Roman amber finger ring with head of the goddess Minerva.
Tullie House is the largest museum in Cumbria and an Arts Council England ‘Major Partner Museum’ and serves a wide area in the north west of England and southern Scotland. The natural history, archaeology, and social history of the region are explored through a series of award winning galleries, together with fine art from the museum’s nationally important collection. A member of the Cumbria Museums Partnership, Tullie House has excellent relationships with the museums within its region and is able to act as a first point of contact for national and international loans from institutions across the county.
Collection strengths include:
Numbering almost a third of a million specimens, the zoology, biology and geology collections are nationally important. The majority of specimens are from the county of Cumbria and have been collected over a period of more than 100 years: a unique resource for understanding the landscape and biodiversity of the region.
The archaeology collections span the period from the arrival of humans in Cumbria to the early modern period. Material from the Roman occupation includes national and internationally significant objects from Carlisle and Hadrian’s Wall.

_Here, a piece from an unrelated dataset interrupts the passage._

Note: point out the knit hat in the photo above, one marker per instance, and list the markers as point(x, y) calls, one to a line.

The personal, communal and working life of Carlisle is illustrated in the museum’s social history collection, ranging from Elizabethan horse racing bells to decorated tins for locally made Carr’s biscuits. Of particular interest is the impressive collection of costume and textiles, including 18th and early 19th century dresses and North Country quilts
Tullie House also holds an outstanding collection of fine art featuring British artists from 1650 to the present. Notable artists include Lucien Pissarro, Stanley Spencer and Peter Blake. An important group within the collection is work by local and visiting artists relating to northern Cumbria: Sam Bough, Winifred Nicholson and Keith Tyson are among those represented. The Pre-Raphaelite collection is of special interest and includes work by Rossetti and ‘The Rift in the Lute’, by Arthur Hughes, the last Pre-Raphaelite painter. The Arts and Crafts movement is well represented including some fine decorative metalwork.